From the testimony of the three qualified psychiatrists, it appears that petitioner has an irresistible sex urge which he is, at times, unable to control. The medical testimony does not per se place petitioner in the category of acting under an irresistible impulse. There were no illusions or hallucinations and petitioner was never away from reality. He had no neurological findings of any head injury. He clearly knew the difference between right and wrong. In summary, it seems that petitioner is capable of planning his sexual acts; that he is capable of controlling his sexual plans and activities up to a point, but apparently has no desire to exercise such control; that when he reaches a secluded place where there is little likelihood of intervention, he then is no longer able to control his actions when he has his victim under his complete control.

The petitioner was not, and is not, psychotic.
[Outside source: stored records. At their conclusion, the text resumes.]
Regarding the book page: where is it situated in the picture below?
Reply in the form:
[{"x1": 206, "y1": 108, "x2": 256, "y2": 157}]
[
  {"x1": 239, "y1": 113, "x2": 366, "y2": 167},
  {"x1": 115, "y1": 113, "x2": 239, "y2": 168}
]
He was able to comprehend the nature of his act and knew what he was doing. That he has a strong antisocial personality and is blunted morally and ethically affords no legal defense for his atrocious crime.

While Virginia recognizes irresistible impulse as an affirmative defense to legal responsibility for the commission of a crime, it does not follow that an uncontrollable or irresistible urge is identical. An irresistible impulse cannot be considered as the product of a planned act; it comes upon a person rather hurriedly; it rises quickly; short of interference by a third party, it is irresistible. The term “irresistible impulse” as used in criminal law means an impulse to commit an unlawful or criminal act which cannot be resisted or overcome because insanity or mental disease has destroyed the freedom of will, the power of self-control, and the choice of his actions. While the words “irresistible” and “uncontrollable” are perhaps synonymous, the words “impulse” and “urge” do not necessarily carry with them the same idea. A continuing impulse toward some activity or goal may be the result of an “uncontrollable urge”, but it falls short of requiring the action so essential in cases of “irresistible impulse”.